The result was the creation of "noci" (walnuts), "nocciole" (hazelnuts), "mandorle" (almonds), "conchiglie" (shells), "cuori Romeo e Giulietta" (Romeo and Juliet hearts) and many other chocolates.
In the 1950s post-war period, Italy enjoyed a period of strong economic growth.
Peyrano seized the opportunity to reorganise and boost sales without ever failing to meet the same high-quality standards.
The Cultural Boom of the 1980s and 1990s
During the 1980s, the production facilities were again upgraded and the company focused more on communication.
A close affinity was created between haute couture and Peyrano chocolate: the iconic pralines were always on offer during the fashion shows in the ateliers of the great Italian fashion designers.
Vogue Italia itself regularly used Peyrano products to honour its top clients, just as the most luxurious hotels made it a habit to always leave a Peyrano chocolate on their guests' bedside table.
The chocolate and design combination was consolidated in the 1990s with the design of some special packaging by the creative talents of prominent designers like Ettore Sottsass, Alessandro Mendini, Riccardo Dalisi, David Palterer, Lorenzo Sabbatini and many others.
Since 2019, the business and its traditions have been overseen by Turin-based entrepreneur Alessandro Pradelli.
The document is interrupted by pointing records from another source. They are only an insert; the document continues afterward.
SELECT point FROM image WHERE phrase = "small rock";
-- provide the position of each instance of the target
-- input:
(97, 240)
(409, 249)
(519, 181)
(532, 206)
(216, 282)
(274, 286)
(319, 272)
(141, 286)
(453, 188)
The philosophy is to act as a "custodian of tradition while introducing innovative elements" with respect for the artisan process.
The laboratory in Corso Moncalieri 47, which occupies an area of about 1800 square metres in the centre of Turin, was radically overhauled in 2021 and remains the company's production centre.
All Peyrano's chocolate processes start with the selection of the cocoa beans, which the Master Chocolatiers work on in the following steps: roasting, grinding and removal of the skin, mixing the different varieties of cocoa with sugar, refining, conching, coating and packaging.
Attention to detail and the artisan nature of the product are two cornerstones of the Peyrano philosophy.
The different types of packaging are prepared and wrapped by hand with meticulous precision and elegance, and at the same time the R&D team continues to study new recipes to add to the ever-present traditional ones.